Von Christoph Meinel
Der Erfolg der DARPA (Defense Advanced Research Projects Agency, früher nur ARPA) ist unbestritten. Wegweisende Innovationen wie das Internet, das TCP-IP Internetprotokoll, GPS, Tarnkappentechnologie und Siri wurden durch sie angestoßen und belegen die Effektivität der US-Agentur. Es scheint also eine gute Idee zu sein, die Struktur der DARPA zu kopieren und auf Deutschland zu übertragen.

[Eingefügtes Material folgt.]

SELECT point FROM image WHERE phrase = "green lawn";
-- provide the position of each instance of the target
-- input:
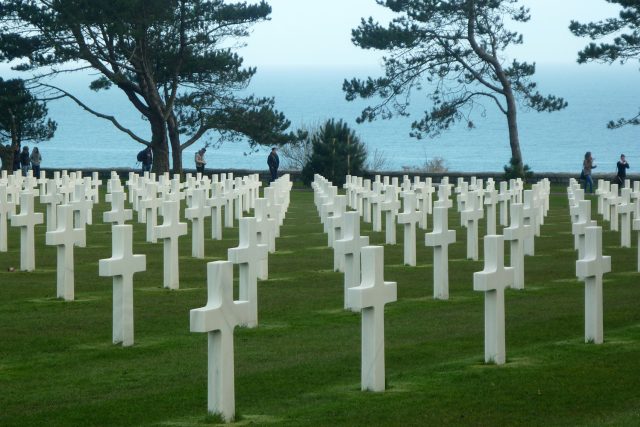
(301, 366)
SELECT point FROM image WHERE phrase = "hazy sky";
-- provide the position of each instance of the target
(318, 32)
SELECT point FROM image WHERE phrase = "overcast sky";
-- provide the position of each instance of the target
(318, 32)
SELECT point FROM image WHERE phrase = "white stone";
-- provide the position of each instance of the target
(440, 239)
(409, 218)
(248, 255)
(625, 208)
(149, 206)
(371, 296)
(27, 219)
(517, 233)
(470, 217)
(6, 209)
(50, 198)
(169, 232)
(490, 201)
(121, 266)
(493, 280)
(65, 237)
(349, 248)
(118, 215)
(390, 207)
(591, 269)
(196, 213)
(218, 319)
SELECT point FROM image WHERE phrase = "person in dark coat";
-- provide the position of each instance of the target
(622, 167)
(25, 160)
(16, 159)
(274, 162)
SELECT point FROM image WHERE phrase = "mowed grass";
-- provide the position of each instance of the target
(301, 366)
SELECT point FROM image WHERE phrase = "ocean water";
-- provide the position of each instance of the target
(553, 142)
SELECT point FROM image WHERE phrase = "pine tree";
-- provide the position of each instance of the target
(337, 152)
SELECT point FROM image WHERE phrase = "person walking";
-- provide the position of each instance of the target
(25, 162)
(200, 163)
(587, 166)
(146, 158)
(35, 158)
(622, 167)
(274, 162)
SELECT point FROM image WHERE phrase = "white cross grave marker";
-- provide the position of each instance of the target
(410, 218)
(248, 255)
(196, 213)
(370, 297)
(591, 269)
(440, 239)
(27, 219)
(65, 236)
(517, 234)
(349, 248)
(493, 280)
(170, 231)
(121, 266)
(218, 319)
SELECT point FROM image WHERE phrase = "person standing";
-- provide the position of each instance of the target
(146, 159)
(587, 166)
(622, 167)
(200, 163)
(25, 162)
(35, 158)
(16, 159)
(274, 162)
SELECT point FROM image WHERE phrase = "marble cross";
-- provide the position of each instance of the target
(625, 208)
(410, 218)
(170, 231)
(503, 200)
(248, 255)
(591, 268)
(470, 217)
(265, 227)
(440, 238)
(149, 206)
(218, 319)
(65, 236)
(27, 219)
(6, 209)
(493, 280)
(371, 296)
(196, 213)
(517, 234)
(490, 201)
(349, 247)
(121, 266)
(118, 214)
(579, 227)
(51, 198)
(390, 207)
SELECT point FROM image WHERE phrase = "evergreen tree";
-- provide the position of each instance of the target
(23, 118)
(623, 43)
(337, 152)
(455, 49)
(173, 59)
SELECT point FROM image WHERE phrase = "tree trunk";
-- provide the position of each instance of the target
(174, 139)
(6, 155)
(159, 145)
(514, 138)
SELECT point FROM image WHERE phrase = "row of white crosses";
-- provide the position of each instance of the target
(591, 264)
(222, 314)
(68, 189)
(364, 287)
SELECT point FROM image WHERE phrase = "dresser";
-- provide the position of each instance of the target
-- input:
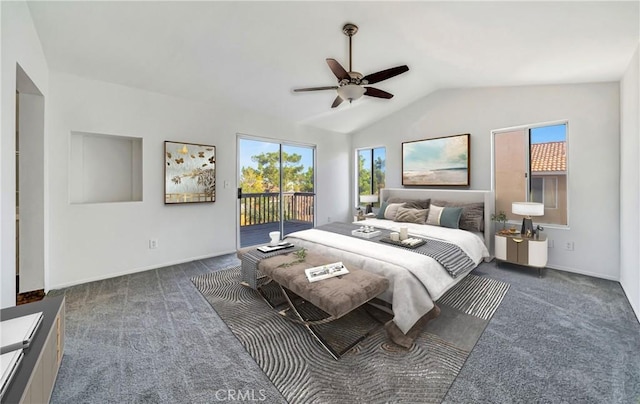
(527, 251)
(36, 375)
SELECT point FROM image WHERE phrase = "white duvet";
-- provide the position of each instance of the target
(415, 280)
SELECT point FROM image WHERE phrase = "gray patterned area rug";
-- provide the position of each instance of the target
(375, 370)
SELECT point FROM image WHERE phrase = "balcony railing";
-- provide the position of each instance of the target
(260, 208)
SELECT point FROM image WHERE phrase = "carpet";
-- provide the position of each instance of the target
(373, 371)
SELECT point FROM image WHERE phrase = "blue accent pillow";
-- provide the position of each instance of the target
(383, 207)
(450, 217)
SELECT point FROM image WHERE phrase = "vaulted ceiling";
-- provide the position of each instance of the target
(253, 54)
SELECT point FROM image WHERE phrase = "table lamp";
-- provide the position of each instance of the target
(527, 209)
(370, 200)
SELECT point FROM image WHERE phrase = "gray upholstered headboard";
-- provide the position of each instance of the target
(487, 197)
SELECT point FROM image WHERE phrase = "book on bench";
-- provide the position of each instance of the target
(271, 248)
(325, 271)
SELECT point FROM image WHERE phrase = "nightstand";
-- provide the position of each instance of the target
(527, 251)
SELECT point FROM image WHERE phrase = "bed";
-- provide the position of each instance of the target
(416, 281)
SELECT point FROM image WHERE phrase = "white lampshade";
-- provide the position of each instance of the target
(368, 198)
(527, 208)
(351, 92)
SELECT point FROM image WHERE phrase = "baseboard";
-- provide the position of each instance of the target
(136, 270)
(581, 272)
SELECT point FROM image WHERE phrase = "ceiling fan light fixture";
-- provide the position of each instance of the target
(351, 92)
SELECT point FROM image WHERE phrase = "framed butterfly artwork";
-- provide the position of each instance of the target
(189, 173)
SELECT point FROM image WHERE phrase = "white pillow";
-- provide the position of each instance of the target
(392, 209)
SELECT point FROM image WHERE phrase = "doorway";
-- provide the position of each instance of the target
(276, 189)
(29, 158)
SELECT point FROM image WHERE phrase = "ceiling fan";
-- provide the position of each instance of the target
(351, 85)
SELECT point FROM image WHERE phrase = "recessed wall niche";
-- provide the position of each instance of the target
(105, 168)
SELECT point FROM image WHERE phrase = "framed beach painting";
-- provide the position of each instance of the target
(438, 161)
(190, 173)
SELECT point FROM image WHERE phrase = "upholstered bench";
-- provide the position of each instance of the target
(335, 296)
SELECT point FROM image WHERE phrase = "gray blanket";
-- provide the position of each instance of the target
(449, 255)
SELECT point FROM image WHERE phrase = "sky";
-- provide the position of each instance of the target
(250, 148)
(555, 133)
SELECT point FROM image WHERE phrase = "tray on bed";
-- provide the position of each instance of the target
(405, 245)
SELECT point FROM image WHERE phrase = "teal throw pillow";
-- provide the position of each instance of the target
(383, 207)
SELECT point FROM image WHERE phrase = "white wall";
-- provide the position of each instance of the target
(629, 183)
(31, 205)
(100, 240)
(19, 45)
(594, 150)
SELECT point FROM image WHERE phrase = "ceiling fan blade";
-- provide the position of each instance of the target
(385, 74)
(374, 92)
(338, 70)
(336, 102)
(316, 88)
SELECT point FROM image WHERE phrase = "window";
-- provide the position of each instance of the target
(530, 164)
(370, 176)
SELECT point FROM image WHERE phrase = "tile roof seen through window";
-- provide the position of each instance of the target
(551, 156)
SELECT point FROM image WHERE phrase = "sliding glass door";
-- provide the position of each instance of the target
(276, 190)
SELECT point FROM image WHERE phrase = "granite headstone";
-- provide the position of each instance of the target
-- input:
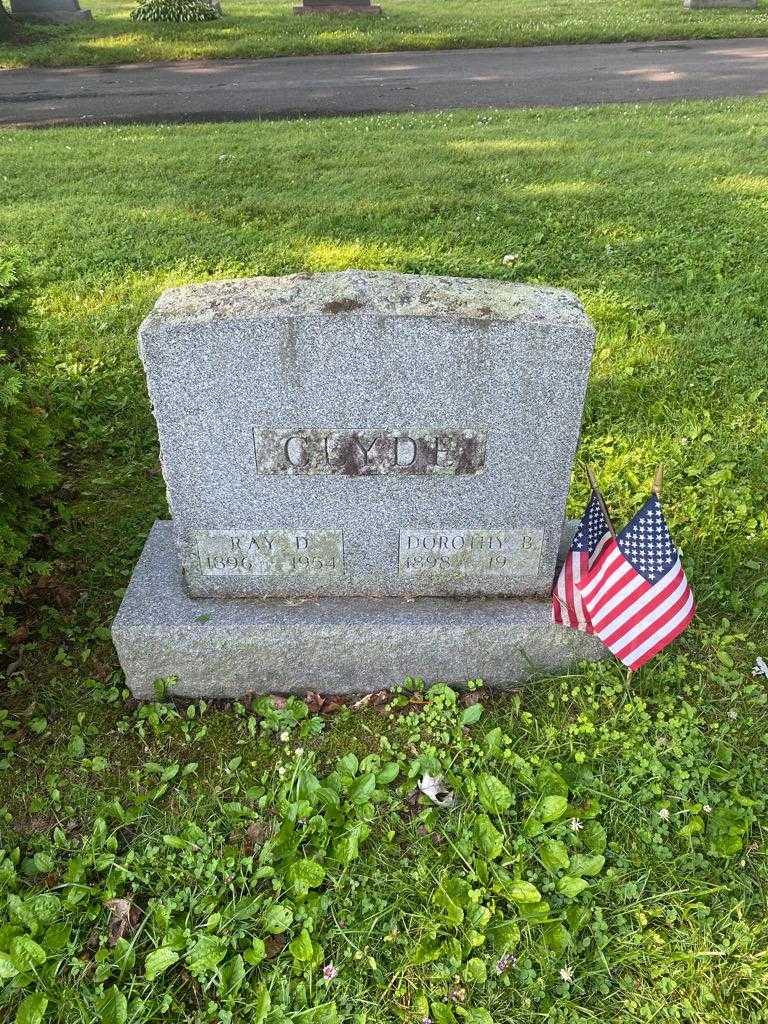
(367, 476)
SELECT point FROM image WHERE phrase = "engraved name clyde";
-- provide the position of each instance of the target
(314, 452)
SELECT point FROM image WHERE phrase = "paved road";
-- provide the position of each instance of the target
(364, 83)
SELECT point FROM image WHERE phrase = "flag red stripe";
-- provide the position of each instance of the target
(628, 641)
(668, 638)
(600, 569)
(643, 611)
(624, 577)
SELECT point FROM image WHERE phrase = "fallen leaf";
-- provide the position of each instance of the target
(124, 918)
(256, 834)
(322, 706)
(436, 791)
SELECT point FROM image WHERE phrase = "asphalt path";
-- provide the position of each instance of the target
(368, 83)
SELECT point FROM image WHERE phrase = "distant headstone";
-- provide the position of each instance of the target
(49, 10)
(711, 4)
(367, 476)
(337, 7)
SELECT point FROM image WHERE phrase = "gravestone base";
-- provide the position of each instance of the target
(323, 7)
(711, 4)
(56, 11)
(224, 647)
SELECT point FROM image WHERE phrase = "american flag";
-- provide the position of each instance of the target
(591, 538)
(636, 594)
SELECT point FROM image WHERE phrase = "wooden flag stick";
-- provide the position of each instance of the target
(595, 486)
(656, 488)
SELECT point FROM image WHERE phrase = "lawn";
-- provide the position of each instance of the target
(604, 858)
(267, 28)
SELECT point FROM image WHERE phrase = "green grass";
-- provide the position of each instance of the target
(655, 217)
(267, 28)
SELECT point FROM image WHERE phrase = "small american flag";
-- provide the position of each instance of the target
(593, 534)
(636, 594)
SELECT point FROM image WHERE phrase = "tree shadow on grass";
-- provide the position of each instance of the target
(600, 203)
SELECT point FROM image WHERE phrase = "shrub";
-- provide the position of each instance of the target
(176, 10)
(27, 453)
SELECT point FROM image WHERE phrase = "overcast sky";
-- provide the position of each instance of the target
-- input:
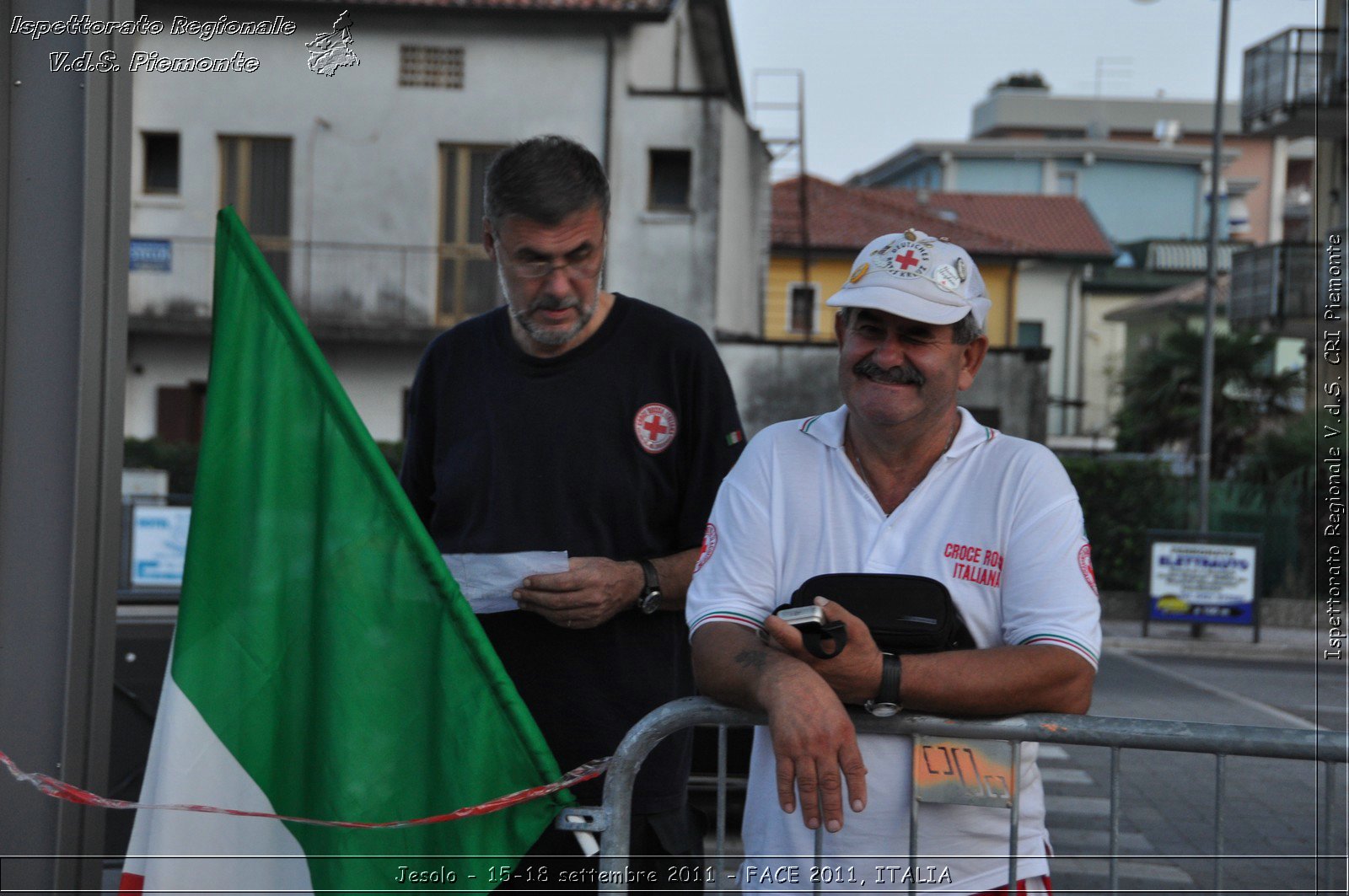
(884, 73)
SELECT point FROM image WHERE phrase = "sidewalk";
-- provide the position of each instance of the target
(1217, 640)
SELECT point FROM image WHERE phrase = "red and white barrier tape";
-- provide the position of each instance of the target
(51, 787)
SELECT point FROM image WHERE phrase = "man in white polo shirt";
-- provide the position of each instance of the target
(899, 480)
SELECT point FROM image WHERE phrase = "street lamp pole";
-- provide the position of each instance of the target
(1205, 453)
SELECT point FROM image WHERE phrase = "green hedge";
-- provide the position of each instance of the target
(1121, 500)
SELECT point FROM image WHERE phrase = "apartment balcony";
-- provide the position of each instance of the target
(1274, 283)
(1294, 84)
(343, 290)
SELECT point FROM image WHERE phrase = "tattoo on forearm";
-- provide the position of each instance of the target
(752, 659)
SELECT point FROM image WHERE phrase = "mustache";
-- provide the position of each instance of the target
(901, 375)
(552, 304)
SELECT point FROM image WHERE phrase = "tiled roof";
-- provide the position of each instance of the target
(1186, 297)
(849, 217)
(611, 7)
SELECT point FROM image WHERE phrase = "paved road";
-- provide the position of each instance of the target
(1271, 808)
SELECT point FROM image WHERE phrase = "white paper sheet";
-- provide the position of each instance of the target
(487, 579)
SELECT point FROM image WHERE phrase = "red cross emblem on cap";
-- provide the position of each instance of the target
(907, 260)
(654, 427)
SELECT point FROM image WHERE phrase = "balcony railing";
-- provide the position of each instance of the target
(1297, 71)
(1274, 282)
(335, 283)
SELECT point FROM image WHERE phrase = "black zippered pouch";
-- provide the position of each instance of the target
(906, 614)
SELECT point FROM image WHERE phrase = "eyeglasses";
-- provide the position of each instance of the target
(583, 269)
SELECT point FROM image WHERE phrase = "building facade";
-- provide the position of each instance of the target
(1034, 253)
(363, 186)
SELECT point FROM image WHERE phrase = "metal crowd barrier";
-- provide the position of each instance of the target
(613, 819)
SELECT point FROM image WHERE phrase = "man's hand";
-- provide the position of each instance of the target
(591, 591)
(814, 738)
(816, 750)
(856, 673)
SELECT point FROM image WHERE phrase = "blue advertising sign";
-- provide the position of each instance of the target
(159, 544)
(152, 255)
(1202, 582)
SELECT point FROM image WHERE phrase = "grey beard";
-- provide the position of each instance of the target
(544, 335)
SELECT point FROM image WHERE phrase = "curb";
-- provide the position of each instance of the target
(1213, 649)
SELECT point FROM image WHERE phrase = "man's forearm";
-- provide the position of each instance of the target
(1007, 680)
(733, 666)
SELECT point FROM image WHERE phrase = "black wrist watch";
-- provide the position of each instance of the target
(887, 700)
(649, 599)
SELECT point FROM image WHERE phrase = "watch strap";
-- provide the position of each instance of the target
(651, 598)
(653, 582)
(889, 689)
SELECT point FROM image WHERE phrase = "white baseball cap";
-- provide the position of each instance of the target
(919, 276)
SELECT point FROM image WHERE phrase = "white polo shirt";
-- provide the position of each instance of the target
(997, 521)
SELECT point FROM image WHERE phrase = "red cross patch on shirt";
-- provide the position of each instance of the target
(654, 427)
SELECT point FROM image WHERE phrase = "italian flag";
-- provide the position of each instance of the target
(325, 664)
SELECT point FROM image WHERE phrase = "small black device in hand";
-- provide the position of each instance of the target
(816, 629)
(906, 614)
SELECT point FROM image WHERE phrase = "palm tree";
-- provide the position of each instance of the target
(1162, 397)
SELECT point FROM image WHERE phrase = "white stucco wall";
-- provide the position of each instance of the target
(1050, 293)
(374, 378)
(744, 233)
(1103, 359)
(154, 362)
(366, 155)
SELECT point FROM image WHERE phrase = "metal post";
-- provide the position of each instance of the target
(1115, 821)
(1015, 849)
(914, 838)
(818, 885)
(64, 219)
(721, 804)
(1324, 864)
(1220, 786)
(1205, 455)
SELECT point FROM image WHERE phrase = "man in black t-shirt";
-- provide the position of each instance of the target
(591, 422)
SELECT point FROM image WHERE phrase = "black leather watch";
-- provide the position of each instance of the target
(887, 700)
(651, 598)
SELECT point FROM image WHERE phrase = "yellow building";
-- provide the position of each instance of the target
(795, 311)
(1005, 233)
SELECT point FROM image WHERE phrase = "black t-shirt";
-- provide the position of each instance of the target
(613, 449)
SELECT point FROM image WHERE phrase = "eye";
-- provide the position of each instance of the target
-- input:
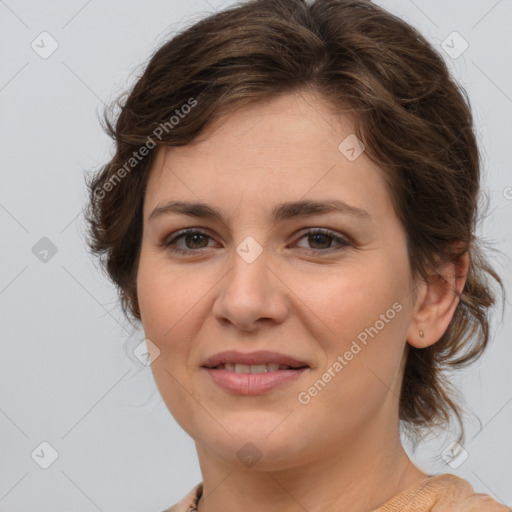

Um diesen strukturellen und organisatorischen Transfer in der Forschungsförderung nach Deutschland zu bewerkstelligen, sollte man sich aber sehr genau vergegenwärtigen, wie die DARPA in den USA organisiert ist. Es wird nichts nützen, alte Modelle der Forschungsförderung in Deutschland nur neu zu benennen, sondern es sind tiefgreifende Veränderungen bei der Mittelvergabe, Innovationskultur und bei Beschäftigungsverhältnissen von Forschern notwendig.
Die DARPA fungiert als eigenständige Organisation, die dem US-Verteidigungsministerium untersteht und derzeit ein jährliches Budget von circa drei Milliarden US-Dollar für etwa 250 Forschungsprojekte verwaltet. Die DARPA unterhält keine eigenen Labore oder festangestellte Forschergruppen. Das Rückgrat der DARPA bilden rund 100 Projektmanager, die maximal fünf Jahre an Projekten der DARPA arbeiten und dabei im Wesentlichen die externen Forscherteams koordinieren, die Projekte antreiben und Abläufe planen und steuern. Diese Projektmanager sind keine akademischen Anfänger, aber auch keine Politiker, die sich bestimmten politischen Opportunitäten unterwerfen müssen. Es sind ausgewiesene Spezialisten anwendungsorientierter Forschung an Universitäten oder in Unternehmen. Nicht jeder Projektmanager ist promoviert, aber ein Multitalent, das den Stand einer aktuellen Technologie kennt und bewiesen hat, Technologieprojekte erfolgreich prozessorientiert, unternehmerisch und auf der Basis von quantifizierbaren Ergebnissen umzusetzen.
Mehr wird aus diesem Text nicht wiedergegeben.